“We thus find that, while the inorganic world has been in a state of continual though very gradual change, the species of the organic world have also been slowly changing in form and in the localities they inhabit; and the records of these changes and these migrations are everywhere to be found, in the actual distribution of the species no less than in the fossil remains which are preserved in the rocks.”

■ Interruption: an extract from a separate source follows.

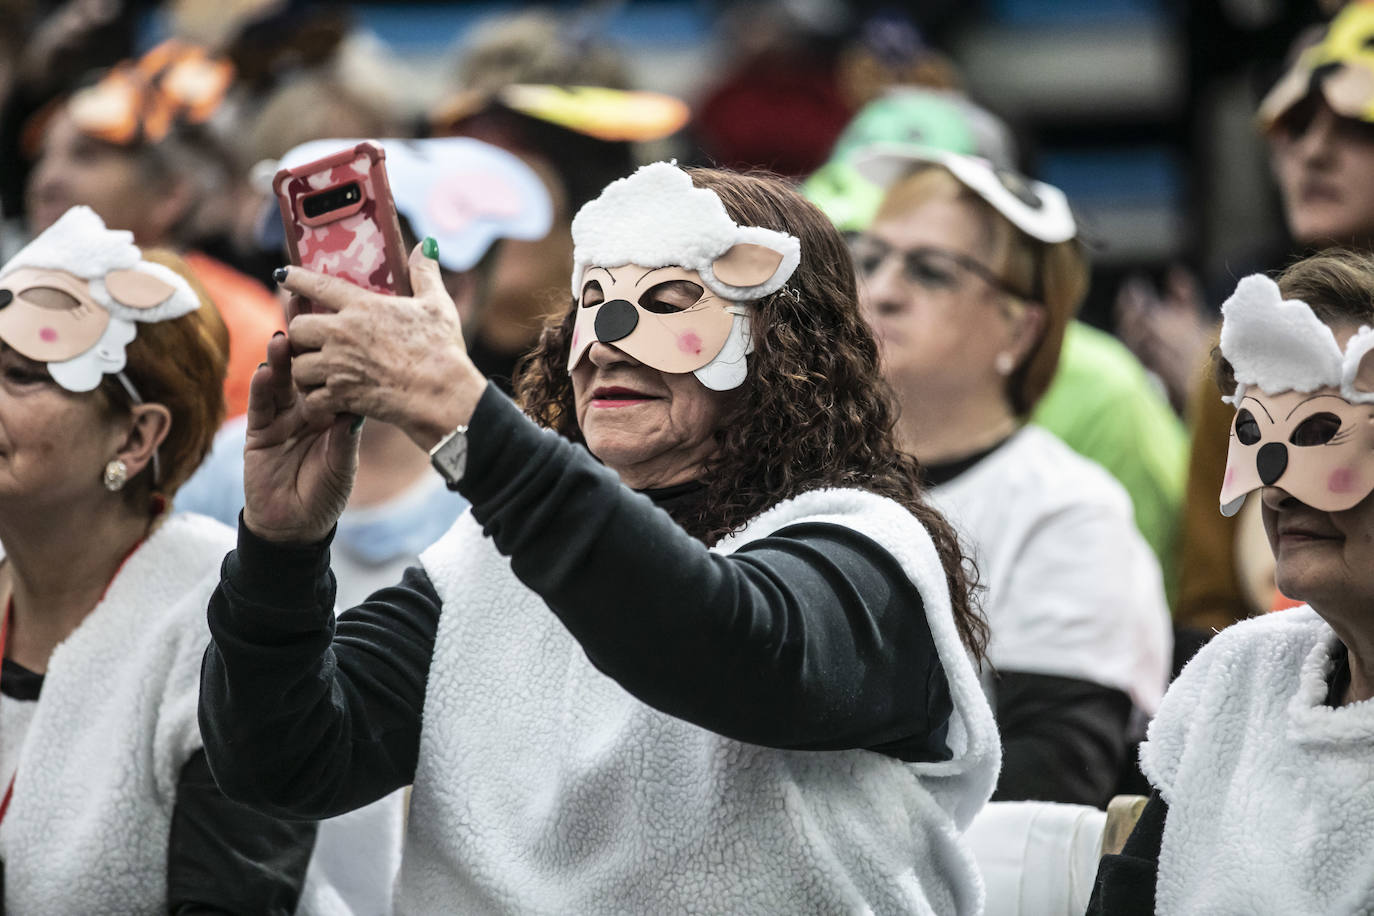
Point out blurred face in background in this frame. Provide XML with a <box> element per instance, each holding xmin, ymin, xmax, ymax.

Victorian naturalist Alfred R. Wallace argued already in 1892 that changes of Earth’s surface could explain the modern distribution of plants and animals. He believed that sea-level rise or earthquakes played a major role, modifying the shape of the continents. Almost twenty years later German geophysicist Alfred Wegener explained the distribution of modern land-snails, found in Europe and North America, as a result of continental drift. He argued that all continents were once united in a single landmass named Pangaea (meaning “all, entire, whole Earth” in Ancient Greek). The ancestors of the snails became separated during the breakup of this former supercontinent and evolved independently as the continents of America and Europe drifted apart. Since Wegener, many biologists have confirmed his explanation and used continental drift to explain the distribution of closely related species, like the African ostrich, the Australian emu and the American rhea. Today geologists can even use the distribution of animals to reconstruct the former position of continents and how and when they became separated.
Propiestus archaicus is a fossil species of rove beetle, described from a small amber piece found in the Hukawng Valley of northern Myanmar, near China’s southern border. Rove beetles are a very successful group of beetles with more than 63,650 species distributed worldwide and about 400 new species are being described each year. P. archaius is a mere 0.1 inches long, a common size for a rove beetle. It likely lived beneath the bark of rotting trees, using its long antennae to find its way around in its habitat. So this discovery may not seem extraordinary, however, this fossil find rewrites the history of the formation of modern-day continents some 99 million years ago.
P. archaius belongs to a family of rove beetles found today almost exclusively in South America, except for one species found in southern Arizona. This distribution over three continents, North and South America and Asia, can only be explained if all continents were connected once.
The supercontinent Pangaea began to slowly break up about 250 million years ago. Around 150 million years ago two larger landmasses formed, Laurasia in the northern hemisphere and Gondwana in the southern hemisphere. Gondwana was formed by the modern continents of South America, Africa, Antarctica, Australia and India. The southern continent of Gondwana began to break up 130 to 90 million years ago. Most notably India began its long journey north, finally colliding with Asia and forming the Himalaya. The tiny fossil rove beetle suggests that also Myanmar once was part of Gondwana.
The early ancestors of modern rove beetles likely evolved in an area of Gondwana that is now part of South America. One species spread over land north, in what is now modern Arizona. Another species migrated to the eastern coasts of Gondwana. When a large chunk of the eastern coastal region of Gondwana broke off, the local population of P. archaius drifted together with this terrane, as smaller parts of continental crust are called, north.
Eventually the isolated population of Propiestus went extinct. When the terrane collided with Asia, becoming part of modern-day Myanmar, only the specimen entrapped and preserved in amber survived.